After the backstage experiment, Brewer & Shipley played “One Toke” for a couple of friends. But the song didn’t take off until they tossed it as an encore in early 1971 when they appeared with folk singer Melanie at Carnegie Hall.
“I think we were out of songs,” Shipley said. “I can’t remember. The president of our record company (Kama Sutra) was there and said, ‘That’s a single.’ So Michael and I went in the studio and included it on our next album.” That album was “Tarkio,” a town in Missouri whose name comes from the Meskwaki language of “place where the walnuts grow.” These guys were authentic hippies. Shipley continued, ” We went on tour in Florida and when we came back we found out not only did we have a hit record, but we were in a lot of trouble.”
Vice-President Spiro T. Agnew singled out Brewer & Shipley as being “subversive” to America’s youth for “One Toke Over the Line.”
Another smoke signal appeared later in 1971 when Brewer & Shipley played Richard Harding’s iconic Quiet Knight music club in Chicago. The National Association of Broadcasters convention was in town. Because of that, the Federal Communications Commission was also in Chicago.
“It was one of the last times we played Chicago,” Shipley said in 1996. “Stations were beginning to drop the song because of what Vice-President Agnew said. So everybody comes down to see us. The place is packed: heavy-duty radio guys and some of the FCC, including the head of the FCC (Nicholas Johnson.) So I dedicated ‘One Toke ‘ to him. Afterward he came backstage with these broadcasters and he’s wantin’ to be our buddy, claiming his comments were taken out of context.”
Yet, “One Toke Over the Line” was featured on the Lawrence Welk television show because of the reference to “sweet Jesus.” I rarely post videos, but I have to share this because I can’t think of any song covered by Welk and the Grateful Dead.

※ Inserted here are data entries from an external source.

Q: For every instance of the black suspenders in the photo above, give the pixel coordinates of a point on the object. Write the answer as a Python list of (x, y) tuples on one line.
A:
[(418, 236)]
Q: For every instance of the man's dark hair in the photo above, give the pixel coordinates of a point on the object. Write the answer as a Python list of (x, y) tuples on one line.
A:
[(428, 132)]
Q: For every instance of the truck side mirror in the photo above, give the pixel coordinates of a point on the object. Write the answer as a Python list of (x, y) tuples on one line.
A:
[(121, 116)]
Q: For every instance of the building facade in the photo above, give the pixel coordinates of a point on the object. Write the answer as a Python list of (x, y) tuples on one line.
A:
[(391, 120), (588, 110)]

Wait for the end for Welk’s spiritual endorsement:
“One Toke Over the Line” made it onto the soundtrack of the 1998 Johnny Depp film “Fear and Loathing in Las Vegas” and Shipley said that he and Brewer discussed a reggae follow-up. “Except we would put it in the past tense,” he said. ‘I must have been one toke over the line/I think I was one toke over the line.’ We like doing reggae, but you have to understand we’re a couple of white guys living south of Interstate 44 in the middle of the Ozarks.”
Shipley later became a television producer-director in Rolla and founded the Oral History of the Ozarks Project, a non-profit organization that produced documentaries about the Missouri Ozarks. Brewer relocated to the Branson area from Tulsa, Ok. because of the engineering scene for concerts and recording. Here is a comprehensive Brewer & Shipley website.
At one time we wanted to include Brewer & Shipley in our “Center of Nowhere” documentary about music and life in the Ozarks, but we ran out of money and time.
As was so often the case with bands across America, Whitney and his Springfield “Wrecking Crew” became the musical texture behind “Shanghai.” In the early 1970s Thompson, Whitney and Lou’s wife at the time Maralie (1930-2013) were playing in a band called Woogie that was in regular rotation in Columbia, Mo.
They landed a gig at a Rolla club called the Pub Mobile. The subterranean bar was part of an automobile museum on a plot of land owned by a guy who dated Donna Douglas–”Elly Mae Clampett’ on the Beverly Hillbillies. Tangential history like that is why I adore the Ozarks.
“We played in the basement of this antique car place on Route 66,” Thompson once told me. “The booths looked like old cars. Tom (Shipley) came to the Pub Mobile. He lived on the Gasconade (river) and played in Rolla. I was pretty wary of playing six nights a week in this lounge. We had to learn some top 40 stuff doing this gig. We always felt we brought disco to Rolla, Missouri.”
Brewer and Shipley performed with bass and guitar around Rolla. “And they were called Maralie and the Guise,” Shipley said in our 1996 conversation. “When Michael and I decided to put together a band, we got those guys.”